A CLI tool for practicing PM interviews — Product Sense and Analytical Thinking / Setting a Goal questions. Built around the Ben Erez interview frameworks.
Coach mode is now an AI agent with persistent memory: it reads your past sessions, identifies your weak sections, focuses coaching there, and tracks your improvement over time.
Three modes, two frameworks:
Coach mode (agentic) — The coach interviews you section by section, but now it knows you. Before the session starts, it pulls your history, identifies which sections you've been scoring below 3/5, and focuses extra pressure there. At the end, it scores your sections, rewrites the weakest one, and saves the session so it can track your progress across weeks of practice.
Demo mode — Watch the coach answer a question as a strong PM candidate would. Every reasoning step narrated. Good for seeing what a 5/5 answer looks like before you practice yourself.
Score mode — Paste your full answer. The coach scores each section 1-5 using the rubric, identifies your weakest section, and rewrites it.
- Product Sense (ps) — 7 sections: Assumptions, Plan Statement, Product Motivation, Ecosystem Players, Segmentation, Problem Identification, Solution Development
- Analytical Thinking / Setting a Goal (at) — 7 sections + Tradeoff: Assumptions, Plan Statement, Product Rationale, Ecosystem Players, NSM, Guardrails, Team Goals
pip install -r requirements.txt
export ANTHROPIC_API_KEY=your_key_hereInteractive menu:
python coach.pyWith flags:
python coach.py --mode coach --type ps # agentic coach, product sense
python coach.py --mode demo --type at # demo mode, analytical thinking
python coach.py --mode score --type ps # score mode, product senseIn coach mode, the agent uses Claude's tool_use API to call five tools autonomously:
| Tool | When called | What it does |
|---|---|---|
get_session_history |
Session start | Reads past sessions for this framework from sessions.json |
get_weak_areas |
Session start | Finds sections averaging below 3.0 or never practiced |
select_question |
Session start | Builds a priority list of sections to emphasize |
log_session |
Session end | Saves scores for each section to sessions.json |
get_progress_summary |
Session end | Shows per-section improvement vs historical averages |
Session data is stored in sessions.json (gitignored). The file builds up as you practice. After 3-4 sessions, the coach has a meaningful picture of your strengths and gaps.
To end a session and trigger scoring + saving, say: "done", "finish", "end session", or "wrap up".
Product Sense:
- Design a product for elderly people to manage medications
- Build an AI agent for enterprise customer onboarding
- Design an AI feature for a B2B SaaS company to reduce churn
Analytical Thinking / Setting a Goal:
- Set a goal for Instagram Reels
- Set a goal for a new AI customer support agent
- Set a goal for an AI research assistant used by enterprise teams
Uses Claude Opus 4.6 via the Anthropic API. Requires anthropic >= 0.40.0.

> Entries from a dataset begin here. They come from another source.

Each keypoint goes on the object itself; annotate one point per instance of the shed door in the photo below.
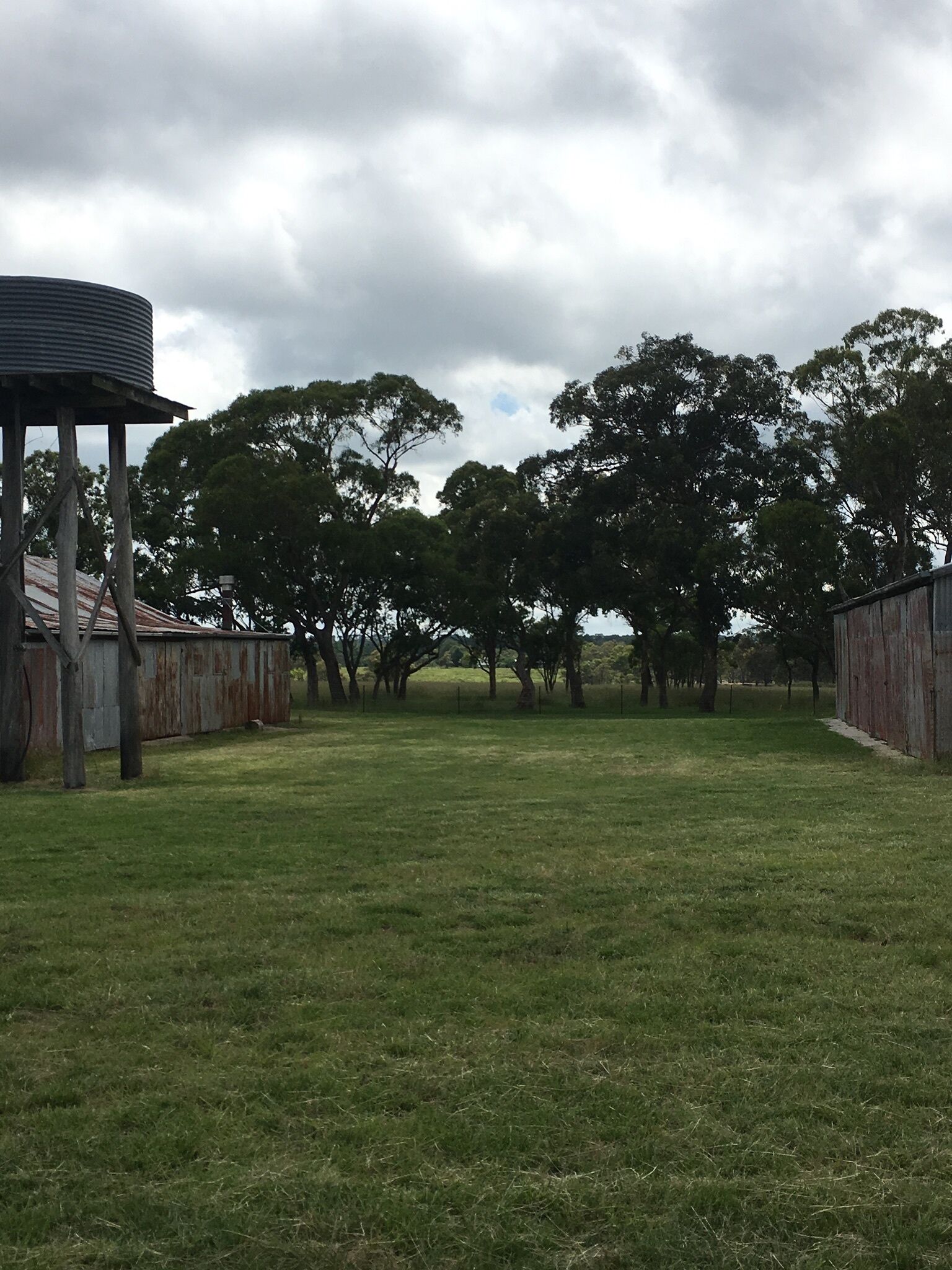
(920, 735)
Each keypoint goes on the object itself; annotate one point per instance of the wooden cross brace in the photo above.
(8, 577)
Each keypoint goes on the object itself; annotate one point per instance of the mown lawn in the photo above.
(484, 991)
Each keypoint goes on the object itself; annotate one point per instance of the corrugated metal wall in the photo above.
(894, 668)
(186, 686)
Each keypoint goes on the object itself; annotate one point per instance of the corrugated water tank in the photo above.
(56, 326)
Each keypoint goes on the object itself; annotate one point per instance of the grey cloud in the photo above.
(412, 130)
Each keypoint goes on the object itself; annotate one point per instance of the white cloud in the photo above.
(490, 197)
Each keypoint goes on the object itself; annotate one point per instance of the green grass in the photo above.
(408, 991)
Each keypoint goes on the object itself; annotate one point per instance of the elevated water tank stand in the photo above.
(69, 401)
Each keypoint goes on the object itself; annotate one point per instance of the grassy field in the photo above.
(407, 991)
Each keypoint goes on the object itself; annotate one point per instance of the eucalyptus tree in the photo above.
(491, 518)
(418, 591)
(677, 435)
(329, 460)
(884, 437)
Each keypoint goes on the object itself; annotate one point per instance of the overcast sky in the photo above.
(491, 196)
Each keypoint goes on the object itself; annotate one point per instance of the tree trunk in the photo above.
(708, 671)
(573, 672)
(311, 668)
(400, 680)
(527, 693)
(815, 677)
(662, 670)
(645, 673)
(325, 647)
(662, 677)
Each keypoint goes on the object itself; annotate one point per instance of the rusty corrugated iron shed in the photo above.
(41, 587)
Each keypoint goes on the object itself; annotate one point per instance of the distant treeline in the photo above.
(699, 486)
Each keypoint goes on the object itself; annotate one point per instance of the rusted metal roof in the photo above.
(894, 588)
(41, 587)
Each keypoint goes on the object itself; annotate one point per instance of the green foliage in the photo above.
(885, 436)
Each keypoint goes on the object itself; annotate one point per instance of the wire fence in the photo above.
(471, 698)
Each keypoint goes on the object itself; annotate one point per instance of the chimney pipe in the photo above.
(226, 585)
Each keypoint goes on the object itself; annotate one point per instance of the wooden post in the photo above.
(130, 717)
(12, 739)
(74, 760)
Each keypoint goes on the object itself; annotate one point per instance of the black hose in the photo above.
(30, 728)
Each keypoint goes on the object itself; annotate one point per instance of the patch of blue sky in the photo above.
(506, 403)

- Frameworks only work if you internalise them. Reading a framework and practicing it are completely different. Building a tool that forces you to go section by section — and pushes back when you skip steps — surfaced gaps that passive reading never would.

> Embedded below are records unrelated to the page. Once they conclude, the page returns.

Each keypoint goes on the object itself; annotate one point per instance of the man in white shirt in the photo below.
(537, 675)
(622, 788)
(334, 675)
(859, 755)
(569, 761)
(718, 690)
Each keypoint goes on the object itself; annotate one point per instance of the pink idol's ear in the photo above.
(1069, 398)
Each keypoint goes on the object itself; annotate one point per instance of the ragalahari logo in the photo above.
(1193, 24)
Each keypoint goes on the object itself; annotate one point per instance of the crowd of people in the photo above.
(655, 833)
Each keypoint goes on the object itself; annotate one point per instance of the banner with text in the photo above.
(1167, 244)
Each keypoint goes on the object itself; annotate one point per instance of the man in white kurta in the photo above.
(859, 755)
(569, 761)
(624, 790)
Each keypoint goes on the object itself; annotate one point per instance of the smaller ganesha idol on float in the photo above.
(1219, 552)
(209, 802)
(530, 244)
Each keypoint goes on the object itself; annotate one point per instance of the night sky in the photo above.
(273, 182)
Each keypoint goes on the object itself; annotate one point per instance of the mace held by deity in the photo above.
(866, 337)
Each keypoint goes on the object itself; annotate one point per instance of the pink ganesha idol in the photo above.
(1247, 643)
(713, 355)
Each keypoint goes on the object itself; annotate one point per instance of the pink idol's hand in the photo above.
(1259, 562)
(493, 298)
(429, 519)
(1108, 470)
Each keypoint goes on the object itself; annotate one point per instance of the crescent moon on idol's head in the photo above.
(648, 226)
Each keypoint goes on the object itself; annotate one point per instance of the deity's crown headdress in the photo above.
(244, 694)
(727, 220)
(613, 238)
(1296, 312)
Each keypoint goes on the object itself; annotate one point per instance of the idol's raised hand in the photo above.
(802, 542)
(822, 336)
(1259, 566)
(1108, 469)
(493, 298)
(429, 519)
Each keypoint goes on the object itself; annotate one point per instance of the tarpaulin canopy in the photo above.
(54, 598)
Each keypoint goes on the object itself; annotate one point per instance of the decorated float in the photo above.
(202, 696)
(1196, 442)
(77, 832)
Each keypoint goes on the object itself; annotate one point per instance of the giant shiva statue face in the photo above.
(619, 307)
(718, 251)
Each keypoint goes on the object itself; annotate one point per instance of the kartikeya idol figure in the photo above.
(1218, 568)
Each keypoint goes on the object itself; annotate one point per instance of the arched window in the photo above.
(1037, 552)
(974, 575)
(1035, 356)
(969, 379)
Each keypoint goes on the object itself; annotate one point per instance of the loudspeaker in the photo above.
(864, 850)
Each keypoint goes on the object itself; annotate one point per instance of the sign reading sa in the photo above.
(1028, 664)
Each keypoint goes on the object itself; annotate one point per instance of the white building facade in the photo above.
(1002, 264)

- The hardest part of PM interviews is specificity. The coach mode revealed that most weak answers aren't wrong, they're just vague. "Improve engagement" vs "increase creator posts per week among users with fewer than 100 followers" — the difference is specificity, not insight.

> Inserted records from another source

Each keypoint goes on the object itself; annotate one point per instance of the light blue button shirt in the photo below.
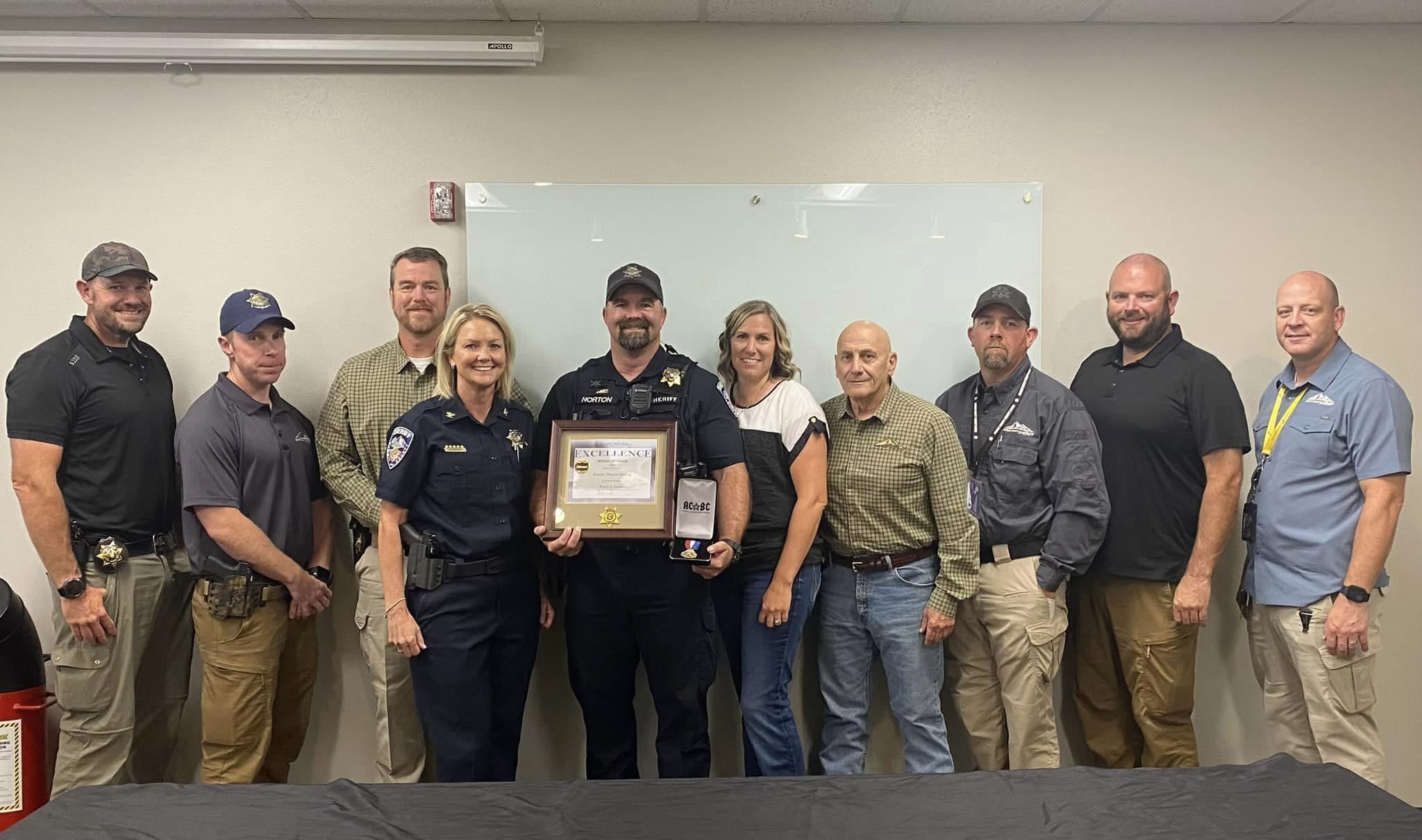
(1353, 424)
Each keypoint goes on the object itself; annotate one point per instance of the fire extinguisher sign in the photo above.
(10, 798)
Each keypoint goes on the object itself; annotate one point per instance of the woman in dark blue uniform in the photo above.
(458, 468)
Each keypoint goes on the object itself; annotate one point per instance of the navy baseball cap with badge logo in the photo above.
(249, 309)
(633, 275)
(1004, 294)
(114, 258)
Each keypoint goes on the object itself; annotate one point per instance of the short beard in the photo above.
(1157, 327)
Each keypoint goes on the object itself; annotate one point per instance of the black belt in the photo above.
(1021, 549)
(882, 562)
(472, 567)
(160, 545)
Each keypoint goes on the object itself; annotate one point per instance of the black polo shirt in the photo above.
(238, 453)
(112, 412)
(1158, 417)
(465, 481)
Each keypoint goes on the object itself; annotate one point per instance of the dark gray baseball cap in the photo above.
(1009, 296)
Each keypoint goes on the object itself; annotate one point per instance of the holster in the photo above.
(232, 597)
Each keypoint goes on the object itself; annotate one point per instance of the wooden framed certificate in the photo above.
(614, 479)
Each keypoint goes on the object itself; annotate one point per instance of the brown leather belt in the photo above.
(882, 562)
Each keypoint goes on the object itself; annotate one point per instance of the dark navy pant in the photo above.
(629, 605)
(472, 678)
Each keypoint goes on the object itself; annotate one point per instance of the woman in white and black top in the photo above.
(764, 600)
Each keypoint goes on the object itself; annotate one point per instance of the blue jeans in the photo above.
(862, 613)
(761, 662)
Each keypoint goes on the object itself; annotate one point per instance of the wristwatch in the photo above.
(1355, 593)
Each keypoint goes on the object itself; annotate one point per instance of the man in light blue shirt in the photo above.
(1335, 435)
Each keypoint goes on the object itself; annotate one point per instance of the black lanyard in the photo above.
(1007, 415)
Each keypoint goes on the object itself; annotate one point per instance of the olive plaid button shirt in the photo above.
(898, 482)
(370, 393)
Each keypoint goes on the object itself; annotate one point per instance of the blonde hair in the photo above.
(444, 371)
(781, 364)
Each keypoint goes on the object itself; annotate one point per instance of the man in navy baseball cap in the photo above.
(248, 309)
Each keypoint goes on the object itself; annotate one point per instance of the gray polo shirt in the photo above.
(1353, 424)
(1042, 481)
(238, 453)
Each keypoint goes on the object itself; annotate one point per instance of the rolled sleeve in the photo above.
(947, 478)
(1380, 431)
(1077, 487)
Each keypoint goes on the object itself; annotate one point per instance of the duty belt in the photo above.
(882, 562)
(1020, 549)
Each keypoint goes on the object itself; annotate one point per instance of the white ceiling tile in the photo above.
(1196, 10)
(210, 9)
(44, 9)
(1000, 10)
(603, 10)
(1360, 12)
(401, 9)
(803, 10)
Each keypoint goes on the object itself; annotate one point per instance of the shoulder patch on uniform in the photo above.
(400, 439)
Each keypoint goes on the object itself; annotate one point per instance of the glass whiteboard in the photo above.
(910, 256)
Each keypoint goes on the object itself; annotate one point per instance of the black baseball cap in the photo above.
(1009, 296)
(633, 275)
(249, 309)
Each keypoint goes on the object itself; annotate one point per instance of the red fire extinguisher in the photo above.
(23, 773)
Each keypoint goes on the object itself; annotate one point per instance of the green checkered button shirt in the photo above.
(370, 393)
(898, 482)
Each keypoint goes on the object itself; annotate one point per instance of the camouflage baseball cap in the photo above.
(114, 258)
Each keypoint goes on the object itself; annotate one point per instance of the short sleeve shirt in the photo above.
(112, 412)
(1353, 424)
(238, 453)
(776, 431)
(464, 481)
(1158, 417)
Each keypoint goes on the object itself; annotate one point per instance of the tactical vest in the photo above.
(666, 398)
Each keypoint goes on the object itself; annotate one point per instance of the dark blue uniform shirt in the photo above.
(462, 481)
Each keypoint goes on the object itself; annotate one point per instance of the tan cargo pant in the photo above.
(258, 678)
(400, 741)
(1319, 705)
(1135, 673)
(122, 703)
(1003, 657)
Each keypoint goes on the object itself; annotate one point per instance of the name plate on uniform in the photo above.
(614, 479)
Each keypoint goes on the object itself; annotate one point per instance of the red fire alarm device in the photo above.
(441, 201)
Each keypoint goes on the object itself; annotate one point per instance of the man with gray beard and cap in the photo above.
(1172, 441)
(1037, 491)
(903, 556)
(90, 418)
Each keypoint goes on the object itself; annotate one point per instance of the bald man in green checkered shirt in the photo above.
(903, 555)
(371, 390)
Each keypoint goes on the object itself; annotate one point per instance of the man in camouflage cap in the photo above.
(92, 426)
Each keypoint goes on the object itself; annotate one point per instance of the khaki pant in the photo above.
(258, 677)
(1003, 657)
(1319, 705)
(1135, 673)
(122, 703)
(400, 742)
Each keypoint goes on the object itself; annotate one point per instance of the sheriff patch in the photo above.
(400, 439)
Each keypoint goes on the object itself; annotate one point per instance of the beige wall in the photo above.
(1236, 154)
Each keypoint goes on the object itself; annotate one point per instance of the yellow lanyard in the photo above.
(1276, 424)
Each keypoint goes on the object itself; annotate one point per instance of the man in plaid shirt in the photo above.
(371, 390)
(903, 555)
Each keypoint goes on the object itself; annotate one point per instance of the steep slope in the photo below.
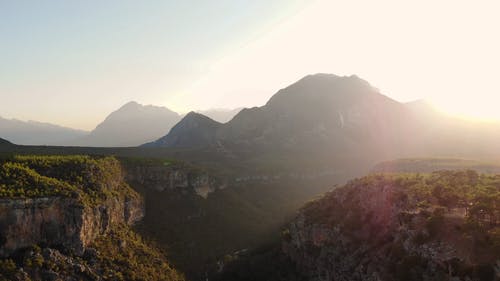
(4, 142)
(401, 227)
(324, 120)
(194, 130)
(427, 165)
(220, 115)
(323, 123)
(318, 109)
(36, 133)
(131, 125)
(68, 218)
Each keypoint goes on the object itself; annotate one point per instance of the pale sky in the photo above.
(73, 62)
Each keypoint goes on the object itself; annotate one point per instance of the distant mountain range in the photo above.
(220, 115)
(332, 118)
(131, 125)
(36, 133)
(4, 142)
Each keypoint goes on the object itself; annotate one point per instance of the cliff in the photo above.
(56, 219)
(68, 217)
(171, 176)
(439, 226)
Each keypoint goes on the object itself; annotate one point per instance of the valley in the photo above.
(329, 180)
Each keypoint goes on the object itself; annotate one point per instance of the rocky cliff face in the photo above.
(58, 221)
(35, 209)
(163, 178)
(379, 229)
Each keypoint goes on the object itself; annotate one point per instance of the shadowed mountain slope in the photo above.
(131, 125)
(36, 133)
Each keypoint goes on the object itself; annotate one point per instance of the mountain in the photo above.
(36, 133)
(193, 130)
(70, 218)
(313, 109)
(4, 142)
(131, 125)
(220, 114)
(324, 118)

- System prompts are product specs. Writing the coach, demo, and score mode prompts was the same work as writing a PRD: define the behaviour, anticipate edge cases, test against real inputs, iterate. Prompt engineering is product work.
- Streaming makes CLI tools feel alive. Switching to streamed API responses transformed the tool from "waiting for an answer" to "watching someone think." Small UX change, significant difference in feel.
- Tool use is agent design, not just API wiring. Deciding when the agent should call tools, what each tool returns, and how those results should influence behavior — that is product thinking applied to AI systems. The tool schema is a miniature data model; the dispatch logic is a miniature backend.